Last time I discussed briefly the importance of change in our profession. The profession that doesn’t change and adapt with the times will soon find itself outdated, inefficient, ineffective, and maybe even replaced. That’s why it’s so important that we consider how we can move forward and do our best to enact policies and protocols to see that our profession prospers in the coming future of reformed healthcare. We’ve already looked at the opportunities and possibilities for improvement in our education. Now we’ll take a look at some possible avenues that we can take in the administrative realm to direct and guide EMS.

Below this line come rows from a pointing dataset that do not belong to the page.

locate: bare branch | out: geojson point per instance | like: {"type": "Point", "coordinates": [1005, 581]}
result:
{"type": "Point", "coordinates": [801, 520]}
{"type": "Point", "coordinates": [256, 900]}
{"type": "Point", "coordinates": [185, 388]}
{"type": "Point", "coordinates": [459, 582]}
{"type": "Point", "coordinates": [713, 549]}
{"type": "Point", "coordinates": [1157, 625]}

Be Progressive and Proactive
This is one of the areas that will probably be the hardest for us because this involves venturing out into uncharted territory. Medical directors and EMS directors have to trust their employees. This could be tied right back into education because if we’re confident in the education and on the job training they have received then trust will be a natural by-product of that. That being said, with the direction healthcare is headed, we need to be open to exploring new, progressive ways of delivering our services. The possibilities are numerous. One idea I’ve read about in the literature lately is the possibility of Advance Practice Paramedics, or APPs. For those of you who are unfamiliar with APPs, they respond just as normal paramedics would but they have the ability to refer patients to the appropriate facility, and in some instances such as substance abusers, determine if the patient even needs to be seen in what is likely to be an already overfilled Emergency Department or could benefit more from another facility. Now there are some risks and liabilities that come with this and that’s where you as an administrator or medical director would need to do some research and feasibility studies for your area.

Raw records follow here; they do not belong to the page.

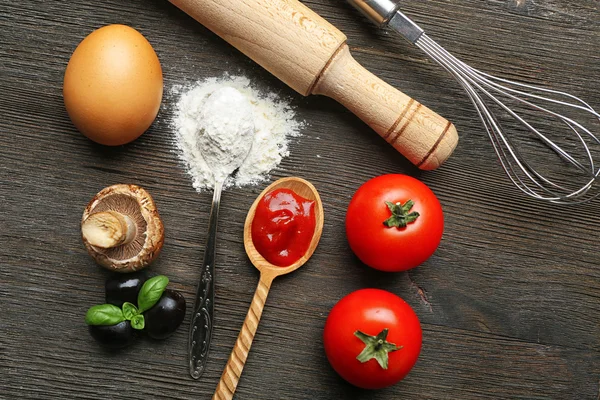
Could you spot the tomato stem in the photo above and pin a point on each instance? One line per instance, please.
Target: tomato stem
(401, 215)
(376, 347)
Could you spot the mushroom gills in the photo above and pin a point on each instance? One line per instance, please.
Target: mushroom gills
(116, 228)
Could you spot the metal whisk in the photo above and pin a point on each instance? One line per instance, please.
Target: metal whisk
(486, 92)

Another new and innovative idea that I’ve seen being discussed is what is called MHS, or Mobile Health Services. I actually read about this idea on JEMSConnect under a discussion board. This is a pretty interesting idea, with some similarities to the APP, in that you no longer respond to just emergency calls but also perform routine check-ups and medical visits to at-risk patients in your response zone. This also involved other routine medical care such as wound dressing, surgical dressing, and other treatments in the patient’s home. This has the potential to cut back on the all to prevalent “frequent flyer” by doing some patient education and helping them find other ways to address their issues rather than activating the EMS system every time. Again, these are just some ideas that are being tested and tried right now and I understand these would be some giant leaps for some services, but it’s good to listen to what our colleagues are trying and see how we might could implement some form of change within our own area.

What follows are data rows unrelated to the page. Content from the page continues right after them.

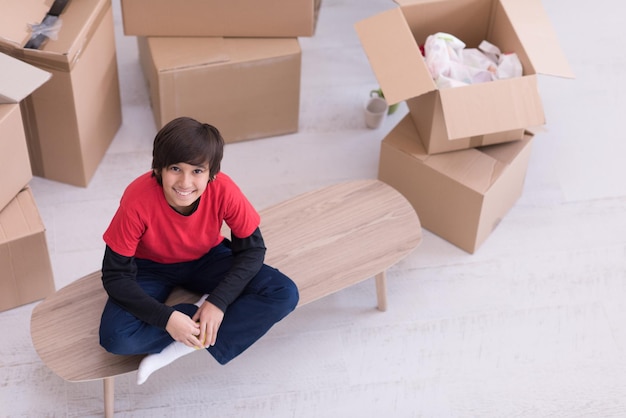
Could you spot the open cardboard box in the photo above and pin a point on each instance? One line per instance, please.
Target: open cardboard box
(247, 88)
(17, 81)
(392, 40)
(241, 18)
(24, 258)
(460, 196)
(70, 120)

More information is available on these two ideas in the links provided below.
Cut Out the Middle Man
Many areas have enacted protocols to address this already, but let’s cut out the middle man by getting the patient to definitive care as soon as possible. If that means bypassing the local hospital to take a STEMI patient to the near by cardiac center, then let’s do it. I believe cutting cost to the patient is going to help us all out. Let’s be brutally honest for a moment. Many patients we transport don’t have the means to pay for the services we or the hospital provide and many of them won’t pay for the services, leaving your agency and the hospital to eat the loss. If we can cut back on the patient’s overall incurred debt then we can start to lessen the strain on an already overrun healthcare system. Also, often times your agency may be called to transport that same patient to another facility, thus creating another bill for the patient that already can’t afford the first trip. Now given there will be situations where an unstable patient needs to be taken to the nearest hospital to be treated immediately, of course there are exceptions to every rule, but it’s just another possibility to consider.
I know that many people who read this may think that these changes are drastic and in some ways impossible. Many individuals may think that it’s putting too much autonomy in the hands of the provider and that we’re not quite ready for that just yet. That may be true but I also remind those individuals that just 10 or 15 years ago medics were having to obtain doctor’s orders to start IVs or apply monitors and look where we are today, change can happen. Whether you’re a large municipal agency, private provider, or small volunteer squad you can’t be afraid of change. If we remain stagnant, it will hurt us. “That’s just the way it’s always been done” is no longer a valid excuse because the environment we operate in now is, and will certainly be, worlds apart from years past.
It’s a great time to be involved in this profession. We’ve got the opportunity to really make something of ourselves as medical professionals. However, if EMS is going to improve, it’s going to take the cooperation of EMTs, paramedics, EMS administrators, and medical directors to make it happen. Now I’m not saying that any of the ideas mentioned above are the saving grace of EMS. Some of them might not work but we’ve got to at least explore different ways of doing things because what we’re doing now may not work in the very near future. These are just a few ideas and suggestions for ways to improve the areas of education and administration. I’m excited to see what the next few years holds as far as new ideas for operating and patient care are concerned. You may disagree with some of the ideas I’ve mentioned but I think we can all agree that if we don’t change we won’t survive. Sure EMS may still be here, but we’ll be inefficient, ineffective, without respect, operating in the red, and a far cry from what we could be. The potential is there. The time is now. Let’s do it!